Wissenschaftliche Analyse von Wahlagenden und ihrer Umsetzung

Prof. Dr. Byongkuen Jhee von der Chosun-Universität begann den ersten Teil des Symposiums mit der Vorstellung seines Analysevorschlags der Programme der politischen Parteien bzw. ihrer Kandidaten. Im Jahr 2006 wurde den koreanischen Wählern mit dem Anfang der sogenannten Manifestbewegung bewusst, wie wichtig ein politisches Programm vor Wahlen sei. Korea sei nun auf dem Weg, sich parteiprogrammatisch an Wählerwünschen zu orientieren. Jhee widmete sich der Frage, wie durch wissenschaftliche Methoden geprüft werden könne, inwieweit Kandidaten Wählerwünsche in ihren Programmen umsetzen. Dazu stellte er eine von ihm entwickelte Analysemethode vor, mit der geprüft wird, inwiefern Kandidaten auf Wahlthemen der Wähler reagiert und diese auch wirklich verfolgt bzw. umgesetzt haben. Dies würde mit einer mathematischen Formel berechnet werden.

Prof. Dr. Hayoon Jung von der Baejae-Universität erläuterte daraufhin ihren Ansatz, einen plausiblen Verbreitungsindex zu entwickeln. Nach den Wahlen wollen sie und Prof. Dr. Jhee diesen Verbreitungsindex vollenden. Wahlversprechen würden zwar auf ihre Plausibilität hin hinterfragt, jedoch läge zu wenig Fokus auf der Erfüllung der Wahlversprechen. Daher sei sie damit beschäftigt, einen Index entwickeln, der auch den Zeitraum nach den Wahlen berücksichtige.Damit Wählerwünsche ins Zentrum der Forschung gerückt werden könnten, seien in Korea für jede Provinz zehn Wahlagenden festgelegt worden, die durch Presse, Parteien und Bürgerinitiativen verbreitet wurden. Medienberichterstattung werde als Quelle dafür verwendet, um die Taktiken von Bürgerinitiativen, Politikern und allen weiteren Institutionen im Kontext der Kommunalwahlen zu erfahren. Diese würden in einem nächsten Schritt bewertet. Ein selbst erkanntes Defizit des Verfahrens sei, dass der Wähler lediglich als Objekt der Verbreitung, und nicht als Subjekt der Kampagne dargestellt werde. Daher sei es bei dem Index schwer, Objektivität zu garantieren oder zu beweisen.
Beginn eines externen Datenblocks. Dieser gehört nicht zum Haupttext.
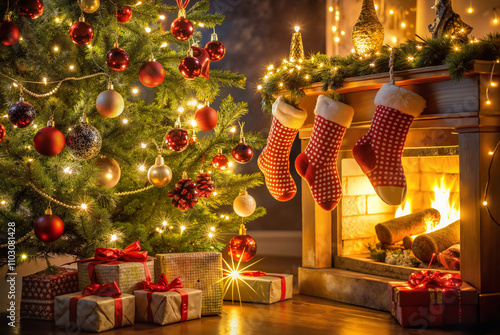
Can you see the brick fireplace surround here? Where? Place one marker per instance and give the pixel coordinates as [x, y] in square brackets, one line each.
[457, 120]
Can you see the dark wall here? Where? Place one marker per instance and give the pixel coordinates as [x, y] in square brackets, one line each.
[257, 33]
Die politische Bedeutung der Kommunen in Deutschland

Der ehemalige Regierungspräsident von Köln, Hans Peter Lindlar, erklärte im Anschluss die Funktionsweise des deutschen Wahlsystems auf kommunaler Ebene. Er begann damit, dass er die geschichtliche Entstehung des Postens des Regierungspräsidenten erläuterte. Neben der Funktion der Landesbehörde und des Austausches mit den Ministerien des Landes sowie des Bundes ging er näher auf die Selbstverwaltung der Kommunen ein. Die Bedeutung des Kommunalwahlgesetzes machte er am Beispiel des Mindestalters sowie der Wahlperioden deutlich. Auch differenzierte er zwischen der Verhältnis- und Listenwahl und machte deren jeweilige Vor- und Nachteile klar. Im Mittelpunkt der heutigen Kommunalpolitik stehe, wie man den Bürger mehr am politischen Geschehen beteiligen könne. So werde Bürgerbeteiligung teilweise gesetzlich vorgeschrieben, und durch Bürgerbegehren und Bürgerentscheid werde die Meinung der Bürger konkret umgesetzt.
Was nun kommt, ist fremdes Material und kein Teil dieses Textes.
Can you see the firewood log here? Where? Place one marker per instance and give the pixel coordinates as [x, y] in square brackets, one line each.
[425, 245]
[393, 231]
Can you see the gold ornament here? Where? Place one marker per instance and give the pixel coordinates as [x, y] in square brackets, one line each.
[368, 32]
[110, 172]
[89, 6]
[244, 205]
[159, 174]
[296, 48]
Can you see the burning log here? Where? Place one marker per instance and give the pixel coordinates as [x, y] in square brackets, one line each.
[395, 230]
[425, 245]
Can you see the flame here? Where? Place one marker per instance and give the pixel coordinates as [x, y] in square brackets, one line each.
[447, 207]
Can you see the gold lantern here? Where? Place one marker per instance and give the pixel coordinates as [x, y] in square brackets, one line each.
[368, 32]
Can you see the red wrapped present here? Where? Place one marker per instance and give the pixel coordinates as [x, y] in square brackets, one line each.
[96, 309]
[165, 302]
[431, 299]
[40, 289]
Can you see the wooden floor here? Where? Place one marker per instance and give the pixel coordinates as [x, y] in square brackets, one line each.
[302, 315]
Weiterer Forschungs- und Analysebedarf

Im Anschluss daran kommentierte Prof. Dr. Myonghoo Park die bisherigen Feststellungen. Durch die Werbung auf den Straßen und den Wahlmanifesten würde es immer schwerer, eine gute Entscheidung zur Wahl zu treffen. Daher sollte der Fokus auf die Wahlagenda gelegt werden. Der Verbreitungs- und Verwertungsindex sei sehr wichtig, damit sämtliche Entscheidungen verantwortungsvoller ausfallen würden. Verfolgbarkeit und die Auswirkungen der Wahlen seien wichtig. Ein Problem bestehe darin, dass die jüngeren Wähler keine Zeitung mehr lesen würden. Nur weil die Zeitungen die Themen behandelt hätten, hieße das nicht, dass die Bevölkerung sie auch liest.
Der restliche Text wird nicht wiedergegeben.